Similarly to system units, user units are located in the following
directories (ordered by ascending precedence):

/usr/lib/systemd/user/ where units provided by installed packages
    belong. 
~/.local/share/systemd/user/ where units of packages that
    have been installed in the home directory
    belong. 
/etc/systemd/user/ where system-wide user units are placed
    by the system administrator. 
~/.config/systemd/user/ where the user
    puts its own units.
> 
> 
> Arch has a pretty good document on the topic:
> 
> https://wiki.archlinux.org/index.php/Systemd/User

Thanks Gordon, that was a well organized read.  After reading that
page, and the systemd page there as well, it sounds like what Tom wants
is to disable any systemd units unless they are specifically
activated.  Like this description for system targets, except for user
targets.  Maybe replacing disable with mask, so updates don't enable
them.

>From their systemd wiki page:

"""
Arch Linux ships with /usr/lib/systemd/system-preset/99-default.preset
containing disable *. This causes systemctl preset to disable all units
by default, such that when a new package is installed, the user must
manually enable the unit.

If this behavior is not desired, simply create a symlink
from /etc/systemd/system-preset/99-default.preset to /dev/null in order
to override the configuration file.

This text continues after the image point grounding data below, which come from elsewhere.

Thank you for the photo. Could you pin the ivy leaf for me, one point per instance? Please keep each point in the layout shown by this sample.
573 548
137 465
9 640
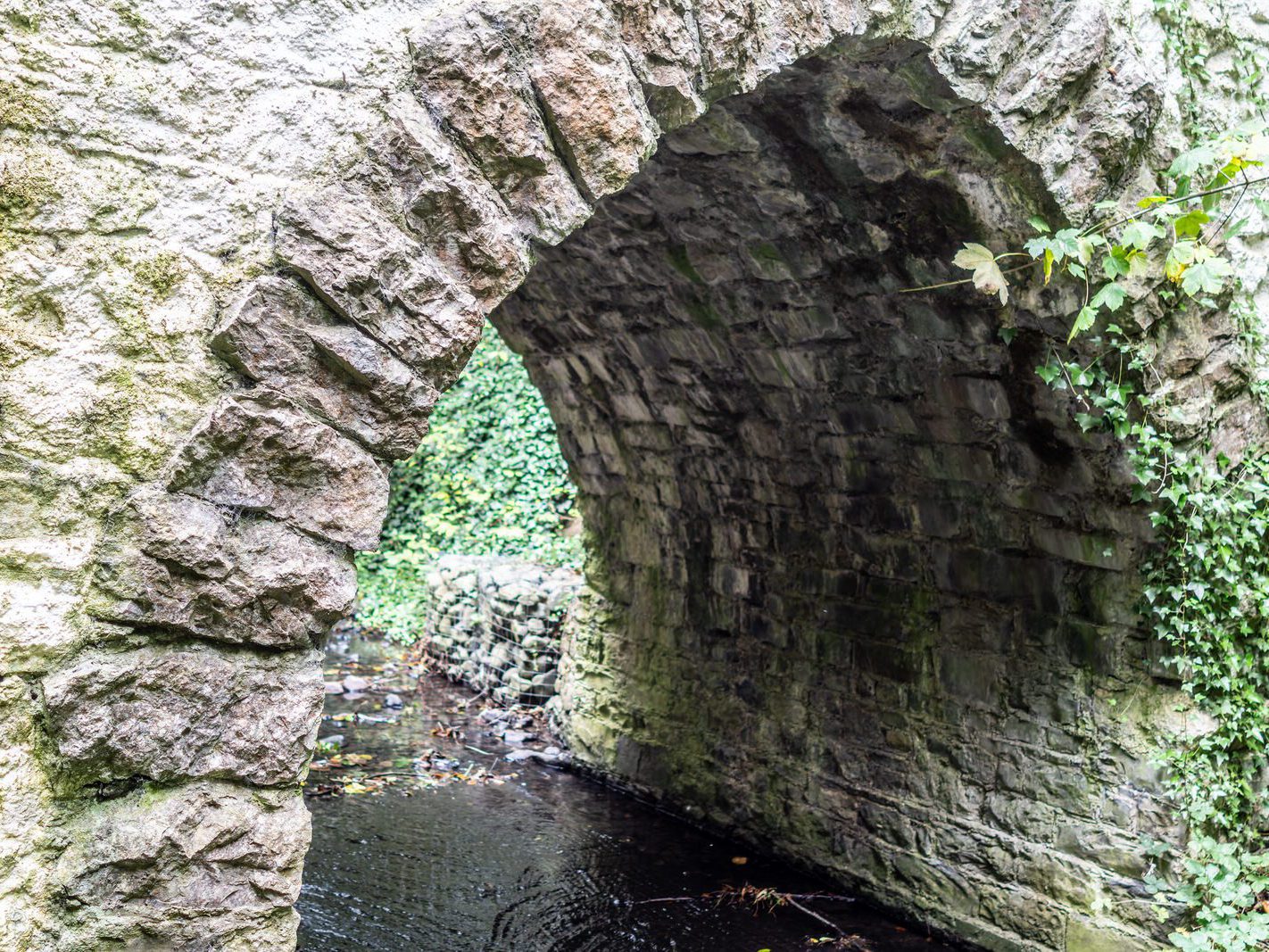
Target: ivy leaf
1140 234
1206 276
988 276
1109 296
1084 320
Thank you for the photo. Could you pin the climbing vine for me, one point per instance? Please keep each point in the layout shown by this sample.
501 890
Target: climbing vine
1207 583
489 479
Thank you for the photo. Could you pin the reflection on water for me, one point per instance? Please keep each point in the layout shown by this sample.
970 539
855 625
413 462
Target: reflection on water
540 862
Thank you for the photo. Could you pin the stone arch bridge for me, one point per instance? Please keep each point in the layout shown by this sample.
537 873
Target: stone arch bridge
860 589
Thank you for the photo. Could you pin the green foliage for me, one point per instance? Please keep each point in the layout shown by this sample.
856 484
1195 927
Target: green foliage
487 480
1196 36
1206 589
1173 236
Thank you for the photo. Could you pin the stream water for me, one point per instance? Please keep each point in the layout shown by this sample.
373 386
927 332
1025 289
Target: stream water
433 832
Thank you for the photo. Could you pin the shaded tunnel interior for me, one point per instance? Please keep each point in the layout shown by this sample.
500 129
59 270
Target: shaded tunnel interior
863 584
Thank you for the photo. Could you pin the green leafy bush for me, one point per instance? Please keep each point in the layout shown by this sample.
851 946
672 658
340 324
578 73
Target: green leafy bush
487 480
1206 589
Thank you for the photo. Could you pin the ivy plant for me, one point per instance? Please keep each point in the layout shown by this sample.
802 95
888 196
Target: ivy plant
1206 591
489 479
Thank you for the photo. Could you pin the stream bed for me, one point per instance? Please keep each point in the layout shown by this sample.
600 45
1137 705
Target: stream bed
444 824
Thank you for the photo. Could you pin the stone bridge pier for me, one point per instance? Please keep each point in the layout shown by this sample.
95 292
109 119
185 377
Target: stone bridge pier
859 588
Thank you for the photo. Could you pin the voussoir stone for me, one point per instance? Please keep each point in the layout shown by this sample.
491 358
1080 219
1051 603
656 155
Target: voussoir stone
381 278
168 714
285 338
207 865
180 564
256 452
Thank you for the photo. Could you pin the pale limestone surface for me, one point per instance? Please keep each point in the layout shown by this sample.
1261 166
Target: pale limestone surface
160 164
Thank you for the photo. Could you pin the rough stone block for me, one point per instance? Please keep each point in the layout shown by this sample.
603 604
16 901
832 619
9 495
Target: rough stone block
208 865
283 338
256 452
178 562
169 714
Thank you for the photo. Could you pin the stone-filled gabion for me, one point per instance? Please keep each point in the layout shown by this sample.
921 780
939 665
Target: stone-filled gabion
495 624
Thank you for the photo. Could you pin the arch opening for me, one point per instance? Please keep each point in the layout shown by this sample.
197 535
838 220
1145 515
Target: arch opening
863 591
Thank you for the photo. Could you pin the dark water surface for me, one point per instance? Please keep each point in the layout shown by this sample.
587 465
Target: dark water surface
532 861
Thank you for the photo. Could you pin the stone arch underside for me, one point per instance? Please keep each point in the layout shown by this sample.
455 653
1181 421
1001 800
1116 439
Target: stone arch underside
862 583
754 417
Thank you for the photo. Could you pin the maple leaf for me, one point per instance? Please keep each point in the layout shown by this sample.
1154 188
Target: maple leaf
988 276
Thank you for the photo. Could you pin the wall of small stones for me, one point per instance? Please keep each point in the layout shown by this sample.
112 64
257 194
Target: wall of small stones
495 625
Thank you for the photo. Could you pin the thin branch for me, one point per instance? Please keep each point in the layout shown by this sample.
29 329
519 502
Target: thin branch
815 915
1116 224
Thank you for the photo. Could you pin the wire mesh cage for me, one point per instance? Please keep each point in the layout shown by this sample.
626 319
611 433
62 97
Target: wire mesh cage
495 625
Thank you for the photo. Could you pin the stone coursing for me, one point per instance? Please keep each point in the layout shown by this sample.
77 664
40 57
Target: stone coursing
494 625
244 248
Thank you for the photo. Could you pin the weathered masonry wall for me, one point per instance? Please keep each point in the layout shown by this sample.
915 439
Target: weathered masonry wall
243 249
869 589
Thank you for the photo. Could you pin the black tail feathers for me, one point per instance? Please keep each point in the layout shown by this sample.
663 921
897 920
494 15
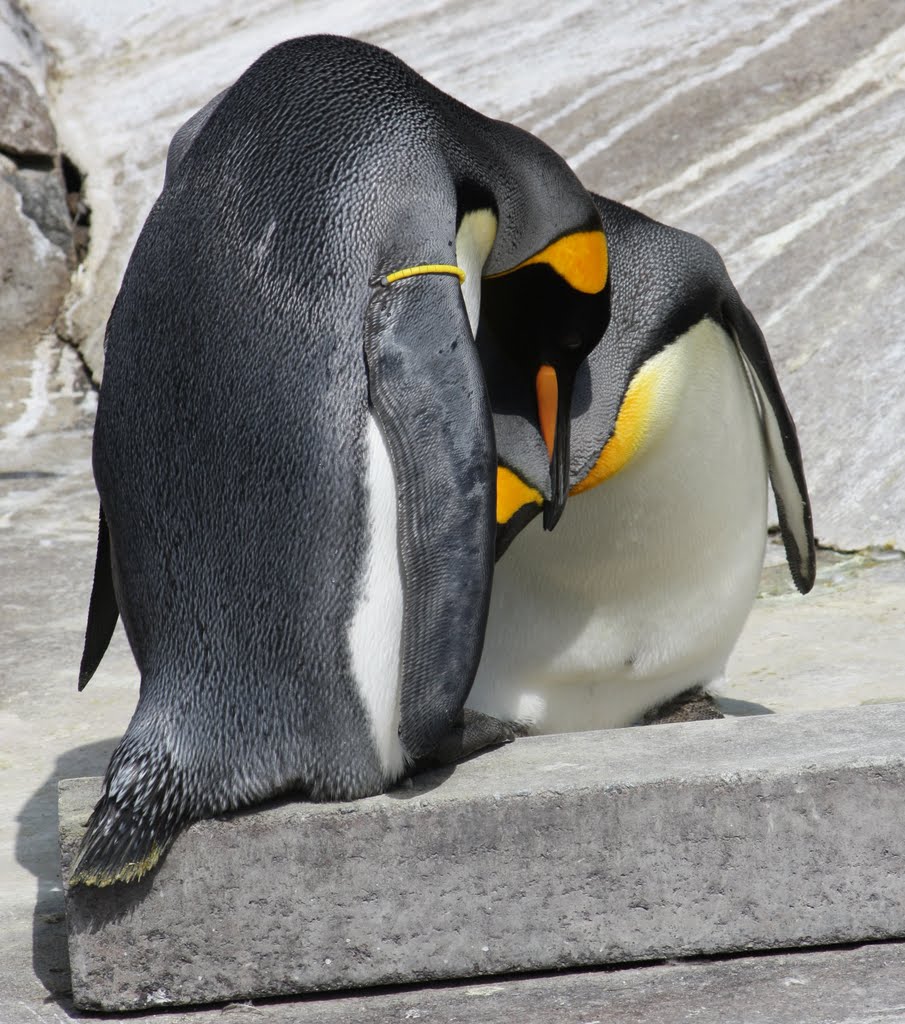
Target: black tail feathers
102 609
135 821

This will cause systemctl preset to
enable all units that get installed—regardless of unit type—unless
specified in another file in one systemctl preset's configuration
directories. User units are not affected. See the manpage for
systemd.preset for more information. 
"""

And now I'm tempted to experiment with running X as a systemd --user
process, which I think is how Tom is running his graphical environment.